Aczkolwiek "wniebogłowsy" dobrze osadzone, bo ma drugie dno.
Pozdrawiam
Anonim27.11.2020
Kigja,
nie jest powiedziane, ile mieli lat, mogli mieć więc po 15.
Ja znam przypadek, że 40-latek targnął się na swoje życie z powodu wyśmiania. Bywa.
Ale tu chodzi nie o same zdarzenia, ale o "schemat".
Rozumiem,
Ale czy schemat oznacza, że Olka nigdy więcej nie postąpi w ten sposób? Może ona taka jest? Weredycy już tak mają, że powalają prawdomównością. A jesli to nie była wina Olki? Może tylko przelała kropelkę goryczy w tym dzbanuszku?
Ola zrozumiała swoje postępowanie i zrozumiała, że przez jej wyśmianie ktoś nie potrafił żyć dalej. Dokonała w sobie rachunek sumienia i zadała pokutę. Przestała się śmiać. Nie wiemy na jaki czas, być może tylko na ten okres i kawał opowiedziany przez kolegę wcale nie musiał ją rozśmieszyć. Po prostu mógł się jej zakończyć stan pokuty i dlatego śmiech był nakierowany na niebo.
Mogła też stracić chęć śmiania się na wskutek traumy i bodziec jakim był śmieszny kawał mógł odblokować jej stan.

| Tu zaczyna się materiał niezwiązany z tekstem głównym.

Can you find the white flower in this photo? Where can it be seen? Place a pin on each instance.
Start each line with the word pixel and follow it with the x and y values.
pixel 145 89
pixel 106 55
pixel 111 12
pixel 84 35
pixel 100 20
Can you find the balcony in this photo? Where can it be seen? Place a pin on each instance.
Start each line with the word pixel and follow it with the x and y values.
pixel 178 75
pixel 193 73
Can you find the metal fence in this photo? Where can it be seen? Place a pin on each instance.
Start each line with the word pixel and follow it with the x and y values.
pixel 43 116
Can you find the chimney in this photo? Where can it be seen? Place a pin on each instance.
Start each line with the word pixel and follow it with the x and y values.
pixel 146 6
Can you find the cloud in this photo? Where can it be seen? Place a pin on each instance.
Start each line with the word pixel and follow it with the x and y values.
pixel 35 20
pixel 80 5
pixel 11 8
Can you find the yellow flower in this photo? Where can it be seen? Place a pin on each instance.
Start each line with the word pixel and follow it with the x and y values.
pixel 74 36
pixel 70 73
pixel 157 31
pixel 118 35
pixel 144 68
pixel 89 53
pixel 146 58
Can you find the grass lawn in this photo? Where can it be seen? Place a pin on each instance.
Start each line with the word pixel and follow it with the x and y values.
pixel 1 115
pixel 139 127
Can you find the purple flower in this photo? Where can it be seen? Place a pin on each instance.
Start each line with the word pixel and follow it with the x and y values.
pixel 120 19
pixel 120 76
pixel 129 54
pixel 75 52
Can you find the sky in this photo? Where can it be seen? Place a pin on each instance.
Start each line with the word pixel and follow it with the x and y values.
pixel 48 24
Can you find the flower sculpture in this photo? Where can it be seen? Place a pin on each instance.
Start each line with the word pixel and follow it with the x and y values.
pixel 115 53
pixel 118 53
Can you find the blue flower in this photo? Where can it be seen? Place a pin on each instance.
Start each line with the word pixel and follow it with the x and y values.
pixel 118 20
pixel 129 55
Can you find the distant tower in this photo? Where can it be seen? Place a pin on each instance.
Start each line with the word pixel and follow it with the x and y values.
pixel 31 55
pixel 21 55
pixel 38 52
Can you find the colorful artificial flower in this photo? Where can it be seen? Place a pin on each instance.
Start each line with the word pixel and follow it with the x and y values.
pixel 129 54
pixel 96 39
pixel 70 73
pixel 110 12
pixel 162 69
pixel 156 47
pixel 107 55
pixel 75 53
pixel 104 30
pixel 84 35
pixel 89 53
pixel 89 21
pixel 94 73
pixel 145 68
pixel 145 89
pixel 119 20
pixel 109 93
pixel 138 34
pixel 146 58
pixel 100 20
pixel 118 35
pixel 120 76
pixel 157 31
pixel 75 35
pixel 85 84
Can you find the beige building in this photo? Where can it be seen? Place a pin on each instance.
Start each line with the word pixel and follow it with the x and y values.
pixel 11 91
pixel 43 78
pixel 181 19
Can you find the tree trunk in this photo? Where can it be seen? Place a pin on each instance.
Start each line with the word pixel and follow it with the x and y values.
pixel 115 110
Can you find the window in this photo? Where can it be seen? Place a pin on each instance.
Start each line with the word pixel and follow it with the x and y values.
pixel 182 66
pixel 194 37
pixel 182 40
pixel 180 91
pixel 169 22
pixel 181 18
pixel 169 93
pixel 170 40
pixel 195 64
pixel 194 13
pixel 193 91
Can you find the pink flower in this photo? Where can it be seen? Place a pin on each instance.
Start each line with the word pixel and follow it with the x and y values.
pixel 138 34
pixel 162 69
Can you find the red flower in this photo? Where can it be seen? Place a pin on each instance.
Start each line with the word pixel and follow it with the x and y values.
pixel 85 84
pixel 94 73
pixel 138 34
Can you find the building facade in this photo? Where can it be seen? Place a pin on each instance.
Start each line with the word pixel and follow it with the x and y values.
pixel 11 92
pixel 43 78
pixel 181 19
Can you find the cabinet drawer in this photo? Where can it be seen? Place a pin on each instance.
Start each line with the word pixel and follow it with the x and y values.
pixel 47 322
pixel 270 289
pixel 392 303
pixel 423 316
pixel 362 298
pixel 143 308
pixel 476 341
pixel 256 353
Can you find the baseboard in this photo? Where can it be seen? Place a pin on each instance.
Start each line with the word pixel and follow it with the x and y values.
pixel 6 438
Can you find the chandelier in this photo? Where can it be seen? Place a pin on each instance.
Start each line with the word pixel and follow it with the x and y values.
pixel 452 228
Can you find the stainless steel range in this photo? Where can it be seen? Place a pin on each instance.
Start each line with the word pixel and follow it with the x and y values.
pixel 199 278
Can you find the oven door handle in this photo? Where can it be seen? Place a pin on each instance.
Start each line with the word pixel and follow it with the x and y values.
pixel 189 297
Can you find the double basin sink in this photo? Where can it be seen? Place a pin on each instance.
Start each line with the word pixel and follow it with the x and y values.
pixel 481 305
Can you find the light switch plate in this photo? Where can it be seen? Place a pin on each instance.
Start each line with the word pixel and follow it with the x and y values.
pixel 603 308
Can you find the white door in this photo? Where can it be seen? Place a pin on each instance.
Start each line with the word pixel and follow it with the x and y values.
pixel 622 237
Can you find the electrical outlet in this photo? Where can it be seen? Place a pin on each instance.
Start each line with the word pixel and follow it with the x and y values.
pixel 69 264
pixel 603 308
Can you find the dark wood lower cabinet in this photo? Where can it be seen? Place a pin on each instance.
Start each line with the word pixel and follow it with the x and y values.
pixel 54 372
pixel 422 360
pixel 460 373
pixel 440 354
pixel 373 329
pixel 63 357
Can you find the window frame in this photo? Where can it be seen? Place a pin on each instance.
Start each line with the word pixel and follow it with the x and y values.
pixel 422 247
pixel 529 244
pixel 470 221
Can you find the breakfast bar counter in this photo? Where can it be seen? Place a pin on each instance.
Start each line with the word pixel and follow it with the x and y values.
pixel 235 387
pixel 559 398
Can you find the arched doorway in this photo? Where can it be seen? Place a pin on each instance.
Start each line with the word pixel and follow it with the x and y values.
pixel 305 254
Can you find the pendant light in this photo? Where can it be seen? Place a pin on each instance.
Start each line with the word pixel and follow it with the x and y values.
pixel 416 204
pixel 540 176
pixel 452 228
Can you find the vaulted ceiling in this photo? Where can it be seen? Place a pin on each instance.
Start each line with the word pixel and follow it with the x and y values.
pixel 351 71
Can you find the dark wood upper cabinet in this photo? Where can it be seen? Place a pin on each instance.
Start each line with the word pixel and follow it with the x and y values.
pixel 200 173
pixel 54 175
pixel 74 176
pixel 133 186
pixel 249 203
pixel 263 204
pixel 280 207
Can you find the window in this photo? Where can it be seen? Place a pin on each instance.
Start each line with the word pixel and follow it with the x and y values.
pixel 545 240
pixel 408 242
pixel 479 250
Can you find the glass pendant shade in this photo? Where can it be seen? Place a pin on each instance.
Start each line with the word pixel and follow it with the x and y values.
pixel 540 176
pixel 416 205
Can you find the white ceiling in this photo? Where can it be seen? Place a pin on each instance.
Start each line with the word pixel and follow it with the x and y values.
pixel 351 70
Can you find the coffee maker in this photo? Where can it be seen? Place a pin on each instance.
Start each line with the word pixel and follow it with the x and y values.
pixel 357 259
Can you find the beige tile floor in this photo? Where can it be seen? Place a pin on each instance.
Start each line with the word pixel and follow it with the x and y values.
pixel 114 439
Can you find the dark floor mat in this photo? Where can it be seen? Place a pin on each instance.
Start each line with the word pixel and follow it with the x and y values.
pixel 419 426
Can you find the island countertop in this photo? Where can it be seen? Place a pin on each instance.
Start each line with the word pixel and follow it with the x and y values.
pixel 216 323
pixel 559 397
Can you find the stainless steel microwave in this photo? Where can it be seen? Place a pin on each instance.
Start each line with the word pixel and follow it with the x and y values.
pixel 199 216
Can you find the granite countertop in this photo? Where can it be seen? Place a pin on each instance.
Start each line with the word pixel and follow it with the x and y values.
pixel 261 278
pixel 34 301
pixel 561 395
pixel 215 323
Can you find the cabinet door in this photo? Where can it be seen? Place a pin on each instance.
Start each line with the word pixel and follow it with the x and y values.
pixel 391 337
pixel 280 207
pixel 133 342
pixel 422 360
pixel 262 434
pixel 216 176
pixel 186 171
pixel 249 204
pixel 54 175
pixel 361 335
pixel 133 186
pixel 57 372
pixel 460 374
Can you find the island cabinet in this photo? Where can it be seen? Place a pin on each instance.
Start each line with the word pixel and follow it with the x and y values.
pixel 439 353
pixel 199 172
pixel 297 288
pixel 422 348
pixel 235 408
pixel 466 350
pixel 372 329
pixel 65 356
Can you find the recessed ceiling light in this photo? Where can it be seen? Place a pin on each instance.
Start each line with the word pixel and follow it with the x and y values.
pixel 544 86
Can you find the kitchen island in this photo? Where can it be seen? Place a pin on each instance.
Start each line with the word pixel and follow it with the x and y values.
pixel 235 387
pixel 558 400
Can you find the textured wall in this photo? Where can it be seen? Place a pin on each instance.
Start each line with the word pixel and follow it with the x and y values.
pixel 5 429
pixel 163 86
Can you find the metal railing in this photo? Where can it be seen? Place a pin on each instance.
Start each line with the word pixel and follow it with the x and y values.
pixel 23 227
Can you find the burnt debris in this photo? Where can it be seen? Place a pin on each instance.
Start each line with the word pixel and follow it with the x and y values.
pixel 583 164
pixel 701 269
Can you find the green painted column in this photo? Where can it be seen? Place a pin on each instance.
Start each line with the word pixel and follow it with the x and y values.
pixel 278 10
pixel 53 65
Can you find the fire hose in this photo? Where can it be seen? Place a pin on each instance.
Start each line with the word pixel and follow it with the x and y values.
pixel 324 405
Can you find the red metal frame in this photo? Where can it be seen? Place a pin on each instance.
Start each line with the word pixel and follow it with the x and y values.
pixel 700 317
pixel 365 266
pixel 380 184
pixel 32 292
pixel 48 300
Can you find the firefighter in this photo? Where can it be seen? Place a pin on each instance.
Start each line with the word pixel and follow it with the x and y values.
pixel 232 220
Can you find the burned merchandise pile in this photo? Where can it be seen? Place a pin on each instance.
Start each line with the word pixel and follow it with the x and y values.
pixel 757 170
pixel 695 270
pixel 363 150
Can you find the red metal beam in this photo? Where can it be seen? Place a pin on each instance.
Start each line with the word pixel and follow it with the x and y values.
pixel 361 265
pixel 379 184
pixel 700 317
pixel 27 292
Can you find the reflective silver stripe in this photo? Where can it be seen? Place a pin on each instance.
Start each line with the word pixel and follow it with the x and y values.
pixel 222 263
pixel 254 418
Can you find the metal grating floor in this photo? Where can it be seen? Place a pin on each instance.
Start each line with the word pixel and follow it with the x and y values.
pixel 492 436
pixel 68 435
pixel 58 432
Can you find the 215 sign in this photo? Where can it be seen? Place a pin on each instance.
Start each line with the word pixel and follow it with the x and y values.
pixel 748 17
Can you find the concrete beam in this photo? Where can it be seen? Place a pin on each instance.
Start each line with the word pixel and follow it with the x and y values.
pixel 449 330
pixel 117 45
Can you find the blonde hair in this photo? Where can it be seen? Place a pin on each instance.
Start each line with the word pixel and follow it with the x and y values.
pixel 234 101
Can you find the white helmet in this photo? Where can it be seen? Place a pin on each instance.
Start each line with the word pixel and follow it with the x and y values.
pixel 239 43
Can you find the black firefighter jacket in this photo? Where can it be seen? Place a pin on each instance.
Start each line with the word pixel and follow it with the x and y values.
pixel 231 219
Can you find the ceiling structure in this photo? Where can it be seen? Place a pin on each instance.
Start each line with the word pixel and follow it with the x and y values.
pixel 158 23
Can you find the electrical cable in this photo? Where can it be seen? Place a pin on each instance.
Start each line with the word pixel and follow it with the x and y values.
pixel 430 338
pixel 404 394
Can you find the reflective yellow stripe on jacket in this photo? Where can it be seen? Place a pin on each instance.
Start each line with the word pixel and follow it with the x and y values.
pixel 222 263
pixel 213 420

Poruszyłeś ważny problem wyśmiewania się z ludzi, z ich mankamentów urody, z kalectwa czy z pochodzenia. Nie wiemy kiedy przekraczamy granicę zadawania bólu na psychice.
Pozdrawiam serdecznie
Anonim27.11.2020
Dzięki, Pasjo.
Ja jednak chciałem, aby czytelnicy wczuli się w Olę i to, co mogła poczuć po tym, co na końcu tekstu.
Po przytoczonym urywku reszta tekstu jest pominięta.